The buyout of One Call Care Management by Apax Partners from Odyssey Investment Partners has closed, according to a news release.

For the transaction, One Call got a new $1,245,000,000 credit facility consisting of an $825 million seven-year covenant-light first-lien term loan and a $420 million eight-year covenant-light second-lien term loan.

Pricing on the first-lien term loan is Libor plus 400 bps with a step-down to Libor plus 375 bps when first-lien senior secured leverage is 4.25 times. The debt has a 1% Libor floor and 101 soft call protection for six months, and was sold at an original issue discount of 99.

The second-lien term loan is priced at Libor plus 775 bps with a 1% Libor floor and was sold at a discount of 991/2. There is 101 hard call protection until April 30, 2014, then 103 until the first anniversary of closing, 102 for a year and 101 for the following year.

During syndication, the spread on the first-lien term loan was increased from talk of Libor plus 350 bps to 375 bps and the step-down was added, and the second-lien loan pricing firmed at the tight end of the Libor plus 775 bps to 800 bps talk and the discount tightened from 99.

One Call lead banks

Bank of America Merrill Lynch, Deutsche Bank Securities Inc., RBC Capital Markets, Morgan Stanley Senior Funding Inc., Jefferies Finance LLC and Guggenheim are leading One Call's deal.

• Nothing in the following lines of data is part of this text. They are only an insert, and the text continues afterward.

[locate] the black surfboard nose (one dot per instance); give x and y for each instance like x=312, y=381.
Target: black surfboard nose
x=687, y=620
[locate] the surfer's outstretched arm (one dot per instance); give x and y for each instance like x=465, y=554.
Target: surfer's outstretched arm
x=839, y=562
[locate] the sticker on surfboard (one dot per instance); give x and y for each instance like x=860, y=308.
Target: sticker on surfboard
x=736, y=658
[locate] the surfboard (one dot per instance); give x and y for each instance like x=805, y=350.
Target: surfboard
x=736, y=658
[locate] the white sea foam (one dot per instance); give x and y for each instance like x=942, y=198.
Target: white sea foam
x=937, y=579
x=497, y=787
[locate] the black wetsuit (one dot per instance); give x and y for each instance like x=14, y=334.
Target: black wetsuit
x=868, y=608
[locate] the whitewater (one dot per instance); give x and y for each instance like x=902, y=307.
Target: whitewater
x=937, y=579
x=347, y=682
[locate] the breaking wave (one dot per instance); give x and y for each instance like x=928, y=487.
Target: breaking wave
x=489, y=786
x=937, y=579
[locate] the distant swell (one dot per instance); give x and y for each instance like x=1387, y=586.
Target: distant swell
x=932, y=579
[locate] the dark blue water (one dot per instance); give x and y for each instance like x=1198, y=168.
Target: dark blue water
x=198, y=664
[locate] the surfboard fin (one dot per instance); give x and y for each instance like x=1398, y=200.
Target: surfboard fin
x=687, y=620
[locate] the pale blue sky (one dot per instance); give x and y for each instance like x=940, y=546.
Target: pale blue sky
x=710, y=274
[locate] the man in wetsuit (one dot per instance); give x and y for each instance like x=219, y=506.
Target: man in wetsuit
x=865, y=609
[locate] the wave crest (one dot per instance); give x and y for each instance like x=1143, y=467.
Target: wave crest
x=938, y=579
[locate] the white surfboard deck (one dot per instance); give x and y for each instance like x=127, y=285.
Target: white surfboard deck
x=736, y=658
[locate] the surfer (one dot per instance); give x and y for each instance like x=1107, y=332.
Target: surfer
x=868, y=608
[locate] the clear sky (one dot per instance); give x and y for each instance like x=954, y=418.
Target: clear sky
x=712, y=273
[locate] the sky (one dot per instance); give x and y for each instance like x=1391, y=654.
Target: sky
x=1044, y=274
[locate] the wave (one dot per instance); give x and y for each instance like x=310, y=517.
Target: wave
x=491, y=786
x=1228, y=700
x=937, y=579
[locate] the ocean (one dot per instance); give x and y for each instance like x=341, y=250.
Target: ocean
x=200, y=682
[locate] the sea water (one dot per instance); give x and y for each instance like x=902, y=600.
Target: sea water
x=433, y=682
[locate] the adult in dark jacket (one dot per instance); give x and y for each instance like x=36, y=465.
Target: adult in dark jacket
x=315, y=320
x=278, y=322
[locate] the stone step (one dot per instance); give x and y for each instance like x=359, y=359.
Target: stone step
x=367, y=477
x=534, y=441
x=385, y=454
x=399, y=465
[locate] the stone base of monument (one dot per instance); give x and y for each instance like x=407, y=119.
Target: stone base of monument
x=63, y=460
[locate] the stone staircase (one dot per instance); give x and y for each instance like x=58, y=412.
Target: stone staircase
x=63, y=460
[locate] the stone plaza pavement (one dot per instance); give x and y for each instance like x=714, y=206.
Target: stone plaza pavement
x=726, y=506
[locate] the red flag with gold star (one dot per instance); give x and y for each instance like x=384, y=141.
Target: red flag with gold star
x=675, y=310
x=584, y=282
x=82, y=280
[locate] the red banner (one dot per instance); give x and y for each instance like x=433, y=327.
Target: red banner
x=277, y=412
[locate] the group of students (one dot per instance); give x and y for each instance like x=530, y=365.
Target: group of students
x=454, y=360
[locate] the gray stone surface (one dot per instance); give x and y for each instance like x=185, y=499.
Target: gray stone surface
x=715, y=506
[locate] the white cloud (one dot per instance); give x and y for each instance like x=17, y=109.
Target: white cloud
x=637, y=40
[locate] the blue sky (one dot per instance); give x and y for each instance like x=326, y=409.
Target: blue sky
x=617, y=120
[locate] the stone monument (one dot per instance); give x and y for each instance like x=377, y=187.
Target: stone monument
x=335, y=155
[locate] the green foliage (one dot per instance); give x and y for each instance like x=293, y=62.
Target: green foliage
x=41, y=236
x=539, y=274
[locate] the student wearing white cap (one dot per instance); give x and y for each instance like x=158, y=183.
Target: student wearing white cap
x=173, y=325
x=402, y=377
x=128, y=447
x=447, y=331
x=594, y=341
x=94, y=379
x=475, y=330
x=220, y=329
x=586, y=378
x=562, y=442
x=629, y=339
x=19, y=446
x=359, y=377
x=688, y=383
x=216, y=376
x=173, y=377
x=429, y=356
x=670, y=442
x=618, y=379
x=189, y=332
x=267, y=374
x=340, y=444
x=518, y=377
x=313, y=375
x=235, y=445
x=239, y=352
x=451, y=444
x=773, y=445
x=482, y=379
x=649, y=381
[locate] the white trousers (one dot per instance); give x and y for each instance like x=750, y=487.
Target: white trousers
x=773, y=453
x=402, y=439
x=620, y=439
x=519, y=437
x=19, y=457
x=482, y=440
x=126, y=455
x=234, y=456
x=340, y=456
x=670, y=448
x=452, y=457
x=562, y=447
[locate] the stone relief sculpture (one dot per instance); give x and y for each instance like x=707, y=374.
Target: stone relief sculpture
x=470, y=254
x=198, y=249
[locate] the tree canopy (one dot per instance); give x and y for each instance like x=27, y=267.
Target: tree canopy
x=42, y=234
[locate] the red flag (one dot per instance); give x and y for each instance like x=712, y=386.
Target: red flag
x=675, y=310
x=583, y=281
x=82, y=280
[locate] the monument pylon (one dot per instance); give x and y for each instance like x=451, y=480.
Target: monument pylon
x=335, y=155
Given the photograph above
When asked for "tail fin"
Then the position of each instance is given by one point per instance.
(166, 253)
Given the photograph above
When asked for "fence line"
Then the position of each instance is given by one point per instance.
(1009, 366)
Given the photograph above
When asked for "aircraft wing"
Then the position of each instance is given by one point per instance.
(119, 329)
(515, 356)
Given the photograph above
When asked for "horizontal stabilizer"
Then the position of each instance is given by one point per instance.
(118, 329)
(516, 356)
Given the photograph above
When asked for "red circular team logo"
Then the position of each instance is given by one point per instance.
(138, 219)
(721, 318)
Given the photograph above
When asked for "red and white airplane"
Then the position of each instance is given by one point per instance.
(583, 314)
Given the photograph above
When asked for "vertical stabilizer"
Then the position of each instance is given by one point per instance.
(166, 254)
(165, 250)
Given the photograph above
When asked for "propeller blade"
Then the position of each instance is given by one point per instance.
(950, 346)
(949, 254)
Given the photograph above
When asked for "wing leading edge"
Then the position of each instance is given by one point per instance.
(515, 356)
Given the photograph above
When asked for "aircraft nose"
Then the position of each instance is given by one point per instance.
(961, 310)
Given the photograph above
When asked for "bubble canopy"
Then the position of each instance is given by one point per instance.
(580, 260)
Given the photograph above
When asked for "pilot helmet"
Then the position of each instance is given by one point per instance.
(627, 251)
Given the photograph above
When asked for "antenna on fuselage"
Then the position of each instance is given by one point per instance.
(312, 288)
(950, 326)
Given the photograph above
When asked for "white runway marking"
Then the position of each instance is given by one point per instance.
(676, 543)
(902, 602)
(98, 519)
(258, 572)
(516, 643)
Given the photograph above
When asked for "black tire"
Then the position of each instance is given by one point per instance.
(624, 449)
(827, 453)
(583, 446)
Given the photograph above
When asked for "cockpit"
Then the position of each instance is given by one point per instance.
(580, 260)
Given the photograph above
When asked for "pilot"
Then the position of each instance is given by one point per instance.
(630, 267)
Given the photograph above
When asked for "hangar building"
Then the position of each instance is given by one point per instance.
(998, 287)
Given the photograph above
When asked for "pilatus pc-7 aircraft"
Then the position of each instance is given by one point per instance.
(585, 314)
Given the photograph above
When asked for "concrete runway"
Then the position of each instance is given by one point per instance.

Along with the One Call buyout, Apax is purchasing Align Networks, a workers' compensation physical medicine network, from General Atlantic and The Riverside Co., and it is expected that following the completion of each transaction, One Call and Align will merge.

When final pricing on One Call's loans emerged, it was revealed that the MFN sunset was dropped, establishing the 50 bps MFN for life, the incremental allowance was revised to $200 million, provided that only $150 million will be available prior to the Align Networks acquisition, from $300 million with $200 million available prior to the acquisition, and a first-lien senior secured leverage limit was set at 5 times with respect to the financing of the Align acquisition, a source added.

One Call is a Parsippany, N.J.-based provider of specialized cost containment services to the workers' compensation industry.